When Pixar released Toy Story in 1995, I was just the right age to still have toys, but old enough to get some of the humor in the film intended for adults. Like so many, I was enchanted. The story of Woody, the cowboy toy whose status is threatened by Buzz Lightyear, a spaceman action figure, was compelling, touching, and hilarious. And when Toy Story 2 came out, I was able to catch all the many references to dozens of other films and pop culture icons. In fact, I think that Toy Story 2 managed to outdo its predecessor. With the inclusion of new characters Jessie and Bullseye, the film ratcheted up the emotional content, while the writing proved even more hilarious. That was 1999. It's been 11 years, and since then, Pixar has gone far beyond the relatively simplistic animation of the Toy Story series, but have never strayed far from the core philosophy that drives all of their productions: To make films with heart and character. Now, in 2010, fifteen years after the first Toy Story, Pixar returns with Toy Story 3. Can this seemingly invincible group of filmmakers overcome 15 years of anticipation and the aging of their audience?

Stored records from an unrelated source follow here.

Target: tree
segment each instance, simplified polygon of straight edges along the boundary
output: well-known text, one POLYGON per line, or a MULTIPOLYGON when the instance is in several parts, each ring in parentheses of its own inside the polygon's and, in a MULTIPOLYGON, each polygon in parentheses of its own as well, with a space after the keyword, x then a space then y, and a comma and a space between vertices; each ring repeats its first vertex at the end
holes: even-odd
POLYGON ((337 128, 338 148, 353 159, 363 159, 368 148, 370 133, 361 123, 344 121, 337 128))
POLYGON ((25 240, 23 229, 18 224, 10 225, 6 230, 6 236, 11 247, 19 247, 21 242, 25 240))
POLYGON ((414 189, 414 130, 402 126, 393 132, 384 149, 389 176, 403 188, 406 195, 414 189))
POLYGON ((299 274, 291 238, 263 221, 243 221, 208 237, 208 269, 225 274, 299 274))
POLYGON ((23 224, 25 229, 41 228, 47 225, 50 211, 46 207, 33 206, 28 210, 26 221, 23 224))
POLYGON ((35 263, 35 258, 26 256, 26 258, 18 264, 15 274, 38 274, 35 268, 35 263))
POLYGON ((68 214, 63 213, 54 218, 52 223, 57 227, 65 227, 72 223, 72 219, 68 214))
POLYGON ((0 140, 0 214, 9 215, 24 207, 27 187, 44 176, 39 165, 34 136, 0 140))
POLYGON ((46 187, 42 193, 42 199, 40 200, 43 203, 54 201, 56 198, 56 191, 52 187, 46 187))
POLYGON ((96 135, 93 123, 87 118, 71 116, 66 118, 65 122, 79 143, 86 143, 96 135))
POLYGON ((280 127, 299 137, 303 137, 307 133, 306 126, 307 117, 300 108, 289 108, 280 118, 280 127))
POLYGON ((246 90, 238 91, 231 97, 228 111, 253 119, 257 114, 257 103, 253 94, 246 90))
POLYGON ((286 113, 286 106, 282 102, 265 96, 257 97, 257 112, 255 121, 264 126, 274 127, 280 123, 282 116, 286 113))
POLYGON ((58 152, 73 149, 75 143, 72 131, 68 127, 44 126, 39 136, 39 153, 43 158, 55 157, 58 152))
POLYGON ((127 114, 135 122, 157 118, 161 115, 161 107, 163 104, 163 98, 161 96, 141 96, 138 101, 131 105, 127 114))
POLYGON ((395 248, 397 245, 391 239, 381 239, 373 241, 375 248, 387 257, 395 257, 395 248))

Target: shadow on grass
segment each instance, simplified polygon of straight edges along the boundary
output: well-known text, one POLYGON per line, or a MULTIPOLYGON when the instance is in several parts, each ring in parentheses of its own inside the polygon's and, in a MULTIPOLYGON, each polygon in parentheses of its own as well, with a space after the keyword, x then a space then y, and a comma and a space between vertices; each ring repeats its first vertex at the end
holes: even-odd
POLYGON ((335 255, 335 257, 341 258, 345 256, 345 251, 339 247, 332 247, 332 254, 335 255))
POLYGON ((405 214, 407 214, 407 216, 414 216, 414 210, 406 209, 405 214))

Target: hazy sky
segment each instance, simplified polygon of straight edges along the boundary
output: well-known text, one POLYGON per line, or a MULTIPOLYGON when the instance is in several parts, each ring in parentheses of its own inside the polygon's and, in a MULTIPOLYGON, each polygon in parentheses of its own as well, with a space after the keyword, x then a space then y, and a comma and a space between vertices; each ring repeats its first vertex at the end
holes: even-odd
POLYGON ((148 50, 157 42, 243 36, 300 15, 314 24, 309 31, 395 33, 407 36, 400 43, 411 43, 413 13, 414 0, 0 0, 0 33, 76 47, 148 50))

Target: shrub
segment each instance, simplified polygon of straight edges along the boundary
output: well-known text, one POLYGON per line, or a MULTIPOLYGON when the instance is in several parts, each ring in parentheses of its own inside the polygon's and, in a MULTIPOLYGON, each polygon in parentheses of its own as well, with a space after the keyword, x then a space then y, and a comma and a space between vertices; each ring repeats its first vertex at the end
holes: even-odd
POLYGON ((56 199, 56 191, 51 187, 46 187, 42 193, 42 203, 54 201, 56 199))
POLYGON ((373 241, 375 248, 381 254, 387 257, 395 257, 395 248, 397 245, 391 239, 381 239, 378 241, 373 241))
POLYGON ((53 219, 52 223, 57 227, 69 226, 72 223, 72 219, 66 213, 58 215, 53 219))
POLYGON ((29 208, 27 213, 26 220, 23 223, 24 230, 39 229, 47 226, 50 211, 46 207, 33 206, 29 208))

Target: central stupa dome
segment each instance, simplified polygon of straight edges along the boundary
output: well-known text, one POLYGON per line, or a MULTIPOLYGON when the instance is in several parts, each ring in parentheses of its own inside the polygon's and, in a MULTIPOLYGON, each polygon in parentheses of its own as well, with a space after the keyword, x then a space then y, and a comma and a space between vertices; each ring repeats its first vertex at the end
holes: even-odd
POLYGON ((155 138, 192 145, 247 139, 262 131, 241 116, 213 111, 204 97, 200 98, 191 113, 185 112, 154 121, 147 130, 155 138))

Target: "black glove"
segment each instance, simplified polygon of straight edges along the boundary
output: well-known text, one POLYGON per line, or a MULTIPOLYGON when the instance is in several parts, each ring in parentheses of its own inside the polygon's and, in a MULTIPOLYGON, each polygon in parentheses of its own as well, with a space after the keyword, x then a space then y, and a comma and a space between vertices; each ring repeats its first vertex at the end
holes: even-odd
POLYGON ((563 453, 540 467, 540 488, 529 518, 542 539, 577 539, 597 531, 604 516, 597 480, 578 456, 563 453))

As Toy Story 3 opens, beloved toy owner Andy (John Morris) is off to college. He hasn't played with his toys in years, and through the attrition of yard sales and spring cleanings, only a small group survive from the horde seen in the previous two pictures. Still standing is Woody (Tom Hanks), Buzz Lightyear (Tim Allen), Jessie (Joan Cusack), Bullseye, Mr. and Mrs. Potato Head (Don Rickles and Estelle Harris), Slinky Dog (Blake Clark), Hamm (John Ratzenberger), Rex (Wallace Shawn), and the three-eyed aliens from Pizza Planet. Andy's mom (Laurie Metcalf) demands that before he leaves for school, he must clear out his room, trashing what he doesn't want, taking what he does, and putting everything else in the attic. While Andy isn't too keen on playing with his toys, he does intend to put them in the attic, but through a mix-up, they end up on the curb, waiting to be tossed in the trash. Narrowly escaping, they hop into a box destined for Sunnyside Daycare, where abandoned toys can be played with again. There, they might a bevy of new toys, led by Lotso (Ned Beatty) and Ken (Michael Keaton). At first, everything seems wonderful, but Woody can't stand to abandon Andy, and Buzz discovers some troubling secrets behind the pleasant veneer of Sunnyside.
Right from the first moments of the film (preceded by an absolutely brilliant short called Day and Night
), I was immediately sucked back in to the world of Woody and Buzz. Opening with a playtime scenario worthy of Andy's best imaginings, the film settles in as time lapses and the toys become neglected. It's a complete joy to see these characters on the big screen again, and it's nice to see Jessie and Bullseye integrated into the group, as they only joined the main lot of toys at the end of the last film. The humor has been scaled back from the heights of Toy Story 2
, but in its place is a renewed focus on the characters. Even as we are introduced to an uncountable amount of new toys (have fun finding all the easter eggs Pixar inevitably threw in; I already found one of the creatures from Monster's Inc.
), the movie never loses sight of its main characters. And, of course, as always, the voice acting is top notch through and through, with many surprising inclusions, such as Timothy Dalton, Whoopi Goldberg, Bonnie Hunt, and more.
Pixar's always been at the forefront of CGI animation, consistently besting their competitors, and Toy Story 3
is no exception. The fur on Andy's dog and the fabric of Lotso's face are so detailed that they blow away all previous efforts in that department. The daycare is a smorgasbord, a true visual feast. Human characters are less cartoonish than in Wall-E
, but are never in danger of falling to the uncanny valley. Toy Story 3
may not be Pixar's most visually impressive film (that would be Wall-E
), it never fails to impress.
If I had one criticism of Toy Story 2, it was of the second act montage, where Jessie remembers her previous owner abandoning her. Set to a cloying song, the whole sequence screamed "Tear jerker." Even worse, practically every Disney animated film from that point forward has contained a rip-off of said sequence, turning it into a bad joke. Thankfully, Toy Story 3 does not stoop to such cheap tactics. However, that doesn't mean the film is devoid of emotion. In fact, it's the most emotionally intense of the three movies, but it does this by making us feel for the characters and their plight, not by manipulating the audience. If you walk out of this movie with dry eyes, then I have to question whether you actually have a heart.
Toy Story 3 is everything I could have asked for: Funny, entertaining, beautiful to look at, and cathartic. Newcomers will be able to enjoy this entry, but it's really made for those of us who grew up alongside the previous two films. Looking back on Andy's life, we're able to see our own. After all, how many of us have old childhood toys sitting somewhere in a closet or an attic? Toy Story 3 isn't just for the kid in all of us, it's for the grown-ups who remember what it's like to be a kid, and who remember what it feels like to grow up, but not grow old.